Step-by-step explanation:
To calculate the actual height of the car, we can use the magnification formula for spherical mirrors:
Magnification (m) = Image height (hi) / Object height (h0)
Given that the image height in the mirror is 1.1 cm and the radius of curvature is 25 cm, we can rearrange the formula to solve for the object height:
h0 = hi / m
Using the values, we have: h0 = 1.1 cm / m
To calculate the magnification, we need to find the object distance (do) and the image distance (di). Since we're parked and looking at a car parked behind us, the car's image distance will be negative (-20 m) and the object distance will be positive (+25 cm or 0.25 m).
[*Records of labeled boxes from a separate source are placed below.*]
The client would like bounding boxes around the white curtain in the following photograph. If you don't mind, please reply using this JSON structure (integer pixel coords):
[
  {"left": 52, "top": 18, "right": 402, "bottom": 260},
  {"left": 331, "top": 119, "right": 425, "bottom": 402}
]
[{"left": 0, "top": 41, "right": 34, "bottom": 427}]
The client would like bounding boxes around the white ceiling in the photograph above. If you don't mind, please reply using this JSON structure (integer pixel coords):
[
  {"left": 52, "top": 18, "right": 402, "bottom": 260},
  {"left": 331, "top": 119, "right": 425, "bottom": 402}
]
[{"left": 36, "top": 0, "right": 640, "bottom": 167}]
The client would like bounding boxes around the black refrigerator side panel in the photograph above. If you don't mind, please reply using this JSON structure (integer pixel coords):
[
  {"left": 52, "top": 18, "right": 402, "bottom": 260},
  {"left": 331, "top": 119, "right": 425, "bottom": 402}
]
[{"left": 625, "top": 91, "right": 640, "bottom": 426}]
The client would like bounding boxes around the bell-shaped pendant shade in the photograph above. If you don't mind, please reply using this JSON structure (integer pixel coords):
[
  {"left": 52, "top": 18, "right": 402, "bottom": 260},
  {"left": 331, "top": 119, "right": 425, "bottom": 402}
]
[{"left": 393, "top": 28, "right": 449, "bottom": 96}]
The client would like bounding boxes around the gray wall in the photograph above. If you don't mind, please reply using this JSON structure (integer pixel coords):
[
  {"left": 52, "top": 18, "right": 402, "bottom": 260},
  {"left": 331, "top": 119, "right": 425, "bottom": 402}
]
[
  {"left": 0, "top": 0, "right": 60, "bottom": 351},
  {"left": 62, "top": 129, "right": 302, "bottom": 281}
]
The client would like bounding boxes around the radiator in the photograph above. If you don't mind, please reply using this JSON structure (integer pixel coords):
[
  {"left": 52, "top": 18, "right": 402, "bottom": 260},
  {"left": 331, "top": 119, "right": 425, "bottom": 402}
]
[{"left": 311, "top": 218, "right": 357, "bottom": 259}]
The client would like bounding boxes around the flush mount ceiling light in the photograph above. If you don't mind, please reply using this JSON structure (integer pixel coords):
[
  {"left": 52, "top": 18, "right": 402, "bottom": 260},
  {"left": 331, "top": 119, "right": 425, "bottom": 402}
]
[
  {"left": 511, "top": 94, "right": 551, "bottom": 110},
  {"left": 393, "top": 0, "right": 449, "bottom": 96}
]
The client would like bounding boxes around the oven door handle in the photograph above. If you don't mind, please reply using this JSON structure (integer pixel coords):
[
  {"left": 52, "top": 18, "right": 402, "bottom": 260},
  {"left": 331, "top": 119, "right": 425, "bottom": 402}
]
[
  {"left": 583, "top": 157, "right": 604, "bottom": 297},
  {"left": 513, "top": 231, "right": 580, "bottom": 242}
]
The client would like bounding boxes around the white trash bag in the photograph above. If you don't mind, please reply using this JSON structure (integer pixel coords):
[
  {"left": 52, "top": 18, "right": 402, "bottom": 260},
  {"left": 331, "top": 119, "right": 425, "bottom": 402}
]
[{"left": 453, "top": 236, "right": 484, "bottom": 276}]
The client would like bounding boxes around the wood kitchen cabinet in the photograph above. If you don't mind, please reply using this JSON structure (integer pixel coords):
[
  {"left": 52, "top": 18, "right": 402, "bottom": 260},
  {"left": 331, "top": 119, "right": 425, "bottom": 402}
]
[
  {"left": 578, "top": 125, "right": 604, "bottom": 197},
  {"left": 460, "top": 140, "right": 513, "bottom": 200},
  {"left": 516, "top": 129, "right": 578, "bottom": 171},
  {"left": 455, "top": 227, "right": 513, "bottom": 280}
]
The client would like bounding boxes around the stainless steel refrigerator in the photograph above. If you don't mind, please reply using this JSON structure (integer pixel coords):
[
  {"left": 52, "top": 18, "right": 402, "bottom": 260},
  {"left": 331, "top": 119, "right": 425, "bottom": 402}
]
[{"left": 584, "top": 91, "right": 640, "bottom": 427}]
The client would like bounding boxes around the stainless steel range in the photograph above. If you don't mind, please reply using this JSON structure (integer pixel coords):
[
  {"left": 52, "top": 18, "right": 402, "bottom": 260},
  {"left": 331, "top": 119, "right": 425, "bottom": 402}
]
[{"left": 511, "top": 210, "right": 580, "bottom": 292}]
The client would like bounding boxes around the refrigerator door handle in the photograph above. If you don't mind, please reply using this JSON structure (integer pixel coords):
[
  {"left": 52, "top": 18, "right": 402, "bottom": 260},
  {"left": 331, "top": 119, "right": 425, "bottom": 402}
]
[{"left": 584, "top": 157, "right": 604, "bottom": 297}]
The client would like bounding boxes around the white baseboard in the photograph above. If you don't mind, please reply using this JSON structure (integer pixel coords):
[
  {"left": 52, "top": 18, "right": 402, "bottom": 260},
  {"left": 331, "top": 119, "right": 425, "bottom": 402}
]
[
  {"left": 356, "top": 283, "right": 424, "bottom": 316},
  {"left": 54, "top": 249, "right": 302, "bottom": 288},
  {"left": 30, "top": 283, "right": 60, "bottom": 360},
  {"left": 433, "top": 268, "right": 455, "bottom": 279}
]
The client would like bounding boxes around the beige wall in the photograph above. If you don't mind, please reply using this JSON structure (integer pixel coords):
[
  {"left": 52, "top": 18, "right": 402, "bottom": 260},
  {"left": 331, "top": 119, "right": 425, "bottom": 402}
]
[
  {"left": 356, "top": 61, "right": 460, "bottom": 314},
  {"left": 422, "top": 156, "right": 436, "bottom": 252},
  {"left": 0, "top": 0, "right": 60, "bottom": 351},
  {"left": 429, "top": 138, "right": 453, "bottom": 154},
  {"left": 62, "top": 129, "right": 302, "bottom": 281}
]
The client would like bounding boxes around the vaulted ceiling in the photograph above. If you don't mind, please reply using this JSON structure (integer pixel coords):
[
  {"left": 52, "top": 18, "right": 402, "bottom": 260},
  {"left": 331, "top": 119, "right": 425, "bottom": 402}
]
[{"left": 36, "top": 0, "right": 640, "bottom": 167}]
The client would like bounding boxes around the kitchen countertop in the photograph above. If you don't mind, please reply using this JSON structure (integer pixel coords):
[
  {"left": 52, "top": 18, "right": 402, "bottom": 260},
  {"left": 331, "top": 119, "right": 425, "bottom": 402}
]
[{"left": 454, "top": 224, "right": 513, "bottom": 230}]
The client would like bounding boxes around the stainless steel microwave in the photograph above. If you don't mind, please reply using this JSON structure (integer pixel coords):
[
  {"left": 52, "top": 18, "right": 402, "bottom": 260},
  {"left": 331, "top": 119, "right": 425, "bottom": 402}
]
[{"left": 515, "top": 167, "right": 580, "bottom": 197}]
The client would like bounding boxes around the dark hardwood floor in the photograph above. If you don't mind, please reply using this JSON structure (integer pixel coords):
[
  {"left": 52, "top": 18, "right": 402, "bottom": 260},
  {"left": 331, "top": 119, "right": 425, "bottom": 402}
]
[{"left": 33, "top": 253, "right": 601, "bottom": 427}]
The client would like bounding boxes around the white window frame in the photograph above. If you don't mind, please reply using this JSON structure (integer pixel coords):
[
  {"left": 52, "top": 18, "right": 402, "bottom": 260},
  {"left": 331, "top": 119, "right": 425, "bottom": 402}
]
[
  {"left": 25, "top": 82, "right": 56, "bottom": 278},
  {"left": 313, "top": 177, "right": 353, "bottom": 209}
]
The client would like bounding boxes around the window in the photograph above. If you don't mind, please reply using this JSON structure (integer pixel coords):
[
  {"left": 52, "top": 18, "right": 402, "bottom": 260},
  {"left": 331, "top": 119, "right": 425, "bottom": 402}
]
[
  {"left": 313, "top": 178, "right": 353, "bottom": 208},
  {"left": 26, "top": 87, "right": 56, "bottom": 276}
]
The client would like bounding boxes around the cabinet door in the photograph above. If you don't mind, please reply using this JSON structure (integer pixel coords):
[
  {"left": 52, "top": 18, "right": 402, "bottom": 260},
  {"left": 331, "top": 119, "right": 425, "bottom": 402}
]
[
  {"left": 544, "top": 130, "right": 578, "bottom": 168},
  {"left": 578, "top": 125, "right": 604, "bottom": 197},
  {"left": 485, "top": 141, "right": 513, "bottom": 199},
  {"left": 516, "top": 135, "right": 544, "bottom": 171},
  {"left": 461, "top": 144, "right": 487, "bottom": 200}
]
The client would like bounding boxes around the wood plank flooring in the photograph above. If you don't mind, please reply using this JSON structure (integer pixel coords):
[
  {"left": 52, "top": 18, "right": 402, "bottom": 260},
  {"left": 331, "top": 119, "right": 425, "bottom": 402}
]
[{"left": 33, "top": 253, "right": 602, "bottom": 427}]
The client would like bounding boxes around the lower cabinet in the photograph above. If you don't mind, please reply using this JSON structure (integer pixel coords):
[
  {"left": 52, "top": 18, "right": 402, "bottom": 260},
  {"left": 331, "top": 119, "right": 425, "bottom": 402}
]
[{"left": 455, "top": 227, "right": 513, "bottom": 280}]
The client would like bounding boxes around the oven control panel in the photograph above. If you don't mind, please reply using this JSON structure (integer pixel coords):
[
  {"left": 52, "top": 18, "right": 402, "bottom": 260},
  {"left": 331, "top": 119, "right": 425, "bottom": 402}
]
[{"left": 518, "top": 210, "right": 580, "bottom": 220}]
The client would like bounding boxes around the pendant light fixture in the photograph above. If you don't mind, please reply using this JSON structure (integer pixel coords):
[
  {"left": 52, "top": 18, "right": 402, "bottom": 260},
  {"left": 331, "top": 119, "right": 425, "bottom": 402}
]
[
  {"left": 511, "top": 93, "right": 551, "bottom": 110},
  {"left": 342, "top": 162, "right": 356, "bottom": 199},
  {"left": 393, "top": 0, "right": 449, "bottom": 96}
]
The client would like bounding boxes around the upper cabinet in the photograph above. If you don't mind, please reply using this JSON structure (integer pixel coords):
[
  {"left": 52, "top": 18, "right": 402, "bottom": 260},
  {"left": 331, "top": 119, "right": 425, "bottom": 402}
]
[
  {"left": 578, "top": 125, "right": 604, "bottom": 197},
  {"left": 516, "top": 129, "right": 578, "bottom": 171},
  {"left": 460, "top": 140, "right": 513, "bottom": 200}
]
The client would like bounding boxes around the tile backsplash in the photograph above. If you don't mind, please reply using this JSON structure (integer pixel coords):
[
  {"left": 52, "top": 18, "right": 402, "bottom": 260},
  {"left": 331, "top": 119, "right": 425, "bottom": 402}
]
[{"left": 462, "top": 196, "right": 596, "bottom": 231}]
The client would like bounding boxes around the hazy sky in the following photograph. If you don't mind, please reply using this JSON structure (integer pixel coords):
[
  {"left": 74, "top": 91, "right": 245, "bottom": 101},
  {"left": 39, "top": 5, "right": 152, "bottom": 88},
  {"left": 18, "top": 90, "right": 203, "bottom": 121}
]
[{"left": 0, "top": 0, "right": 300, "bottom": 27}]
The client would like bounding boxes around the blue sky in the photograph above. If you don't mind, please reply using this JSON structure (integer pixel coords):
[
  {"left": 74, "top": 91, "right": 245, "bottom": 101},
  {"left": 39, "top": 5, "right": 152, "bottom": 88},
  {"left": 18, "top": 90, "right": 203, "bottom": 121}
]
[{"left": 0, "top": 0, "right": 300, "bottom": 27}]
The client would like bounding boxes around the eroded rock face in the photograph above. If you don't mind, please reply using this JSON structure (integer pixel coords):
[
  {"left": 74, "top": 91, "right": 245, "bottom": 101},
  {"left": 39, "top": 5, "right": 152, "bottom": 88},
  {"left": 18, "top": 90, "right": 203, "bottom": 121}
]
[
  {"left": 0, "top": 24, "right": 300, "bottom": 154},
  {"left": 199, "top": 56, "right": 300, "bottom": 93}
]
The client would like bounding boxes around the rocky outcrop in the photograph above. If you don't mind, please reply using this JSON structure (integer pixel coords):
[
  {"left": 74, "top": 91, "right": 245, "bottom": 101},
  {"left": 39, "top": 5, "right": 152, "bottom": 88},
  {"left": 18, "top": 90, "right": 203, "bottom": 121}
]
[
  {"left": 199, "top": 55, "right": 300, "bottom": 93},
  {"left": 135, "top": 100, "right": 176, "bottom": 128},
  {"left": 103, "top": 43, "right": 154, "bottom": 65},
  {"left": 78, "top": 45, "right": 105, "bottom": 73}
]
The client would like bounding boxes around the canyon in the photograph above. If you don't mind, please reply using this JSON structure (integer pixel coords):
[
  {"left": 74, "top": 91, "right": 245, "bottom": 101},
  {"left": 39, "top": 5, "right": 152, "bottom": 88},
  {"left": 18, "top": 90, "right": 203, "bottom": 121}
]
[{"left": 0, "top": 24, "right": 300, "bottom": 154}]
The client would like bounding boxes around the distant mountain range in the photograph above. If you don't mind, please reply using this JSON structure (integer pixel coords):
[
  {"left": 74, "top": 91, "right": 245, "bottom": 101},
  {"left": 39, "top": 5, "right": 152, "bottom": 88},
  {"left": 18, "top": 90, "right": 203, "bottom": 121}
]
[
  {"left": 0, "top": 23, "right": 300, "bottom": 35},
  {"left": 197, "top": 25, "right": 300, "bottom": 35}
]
The magnification formula is:
m = -di / do
Substituting the values, we have: h1 / h0 = -di / do
Since the magnification is given as 1.1 cm / 1 cm (1.1), we can solve for di:
1.1 = -di / 0.25
Solving for di, we find that the image distance (di) is -0.275 m. Now, substituting this value back into the magnification formula, we can solve for do:
1.1 = (-0.275) / do
Solving for do, we find that the object distance (do) is 0.25 m.
Now, we can calculate the actual height of the car by substituting the object height (h0) and the object distance (do) into the magnification formula:
m = -di / do
Substituting the values, we have: h1 / 1.1 = -0.275 / 0.25
Solving for h1, we find that the actual height of the car is 1.1 cm * (0.275 / 0.25) = 1.21 cm.